The OED provides quite a mouthful on though as an adverb. We can imagine the lecturer tapping his pointer on the chalkboard as he intones that though is:
An adversative particle expressing that relation of two opposed facts or circumstances (actual or hypothetical) in which the one is inadequate to prevent the other, and therefore both concur, contrary to what might be expected.
Most important is that when though is used as an adverb, it modifies a verb. Whenever though is used to modify a verb and to talk about the opposite of what came before, or something different than what was expected, it's an adverb. In English, this often comes at the end of a sentence.
The OED also provides a list of meanings (or of words and phrases that can sometimes be substituted for though with the same sense):
- For all that
- in spite of that
If a sentence is composed like this, though is an adverb:
I expected him to lose the election, though!
(Note that in the above, the sense is the same with or without a comma.
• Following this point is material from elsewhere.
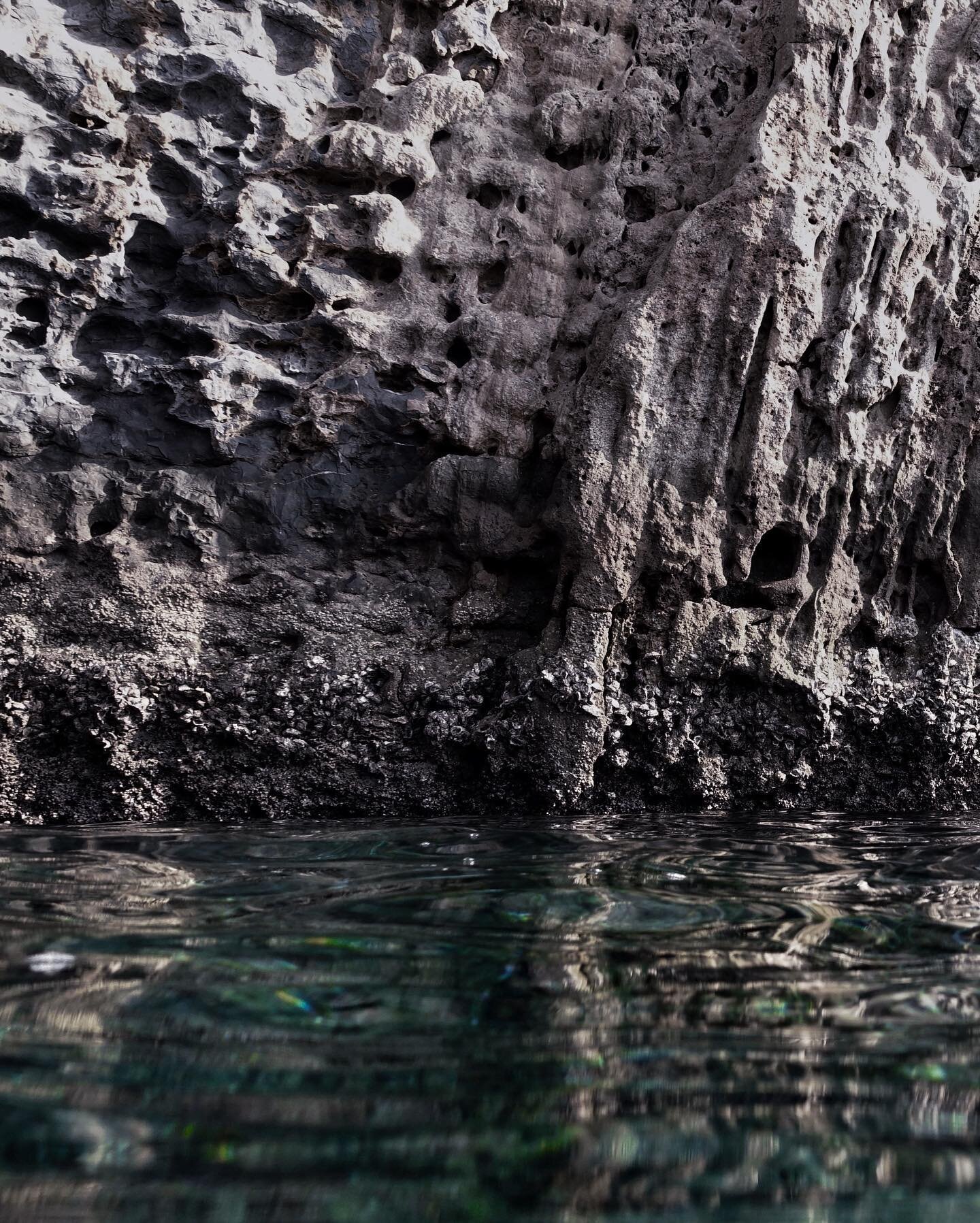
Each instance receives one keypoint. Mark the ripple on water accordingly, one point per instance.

The comma can be omitted to avoid interfering with the rhythm of the sentence, but it is not critical to the sense of the adverb.)
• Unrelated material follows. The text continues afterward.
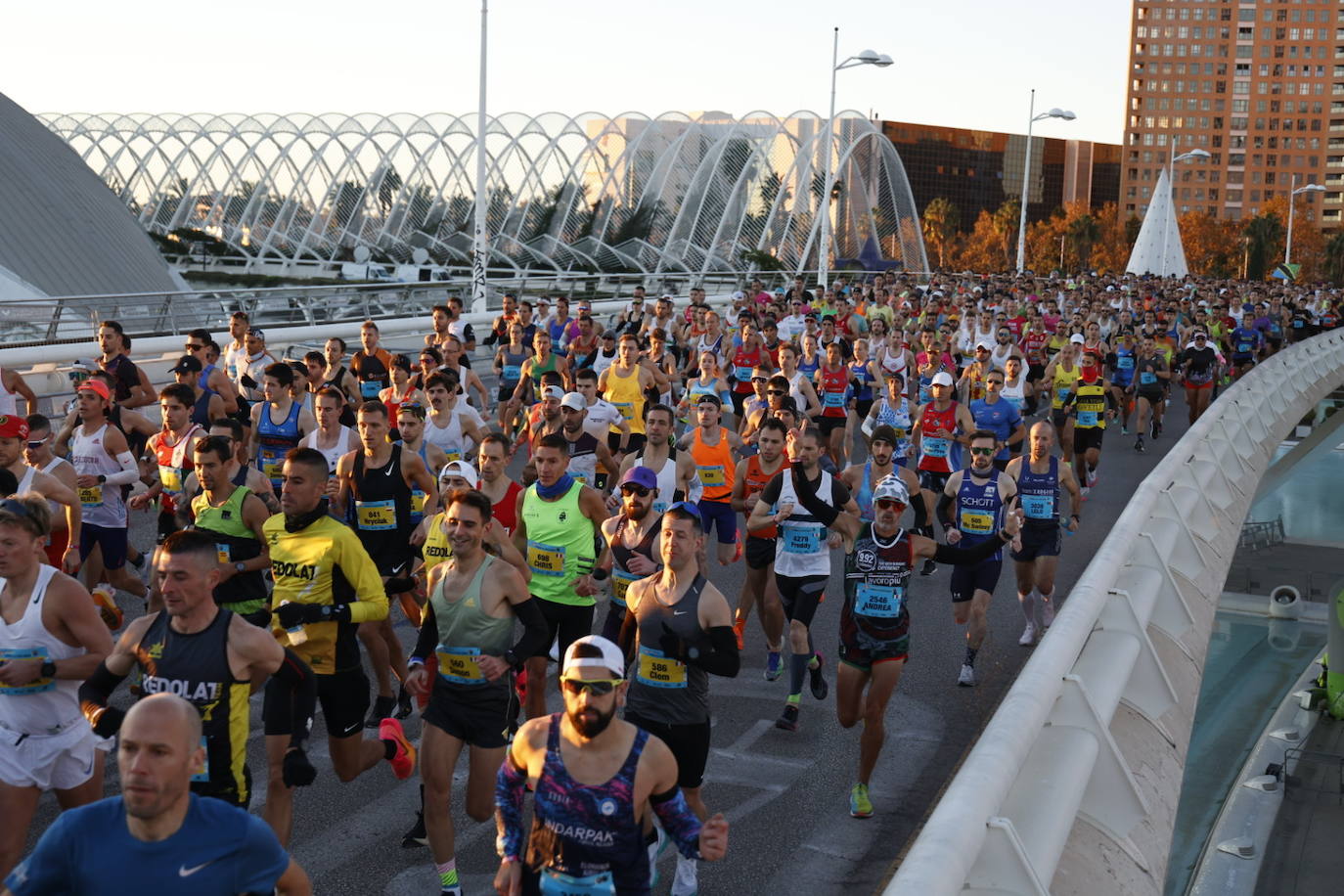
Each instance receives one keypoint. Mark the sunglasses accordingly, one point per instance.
(596, 687)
Try the substitutions yourself:
- I expected him to lose the election, for all that!
- I expected him to lose the election, nevertheless!
Though here tells us that the speaker either thought her candidate would lose when he won, or that he did lose but that the speaker's reaction is somehow apposite to what is or was expected of her. There are other possibilities as well, but the speaker's expecting is modified by the adverb though. Opposition, or a confounding of expectation, is what though expresses as an adverb.
If a sentence is composed like this, though is a connective preposition:
- Though he tried, he lost.
- He did his best to win, though he lost.
Here, though connects its clause to the main clause, and adds information to it, with the same sense of "notwithstanding" as in the adverbial use, but without acting to modify the action or effect of a verb, as an adverb does.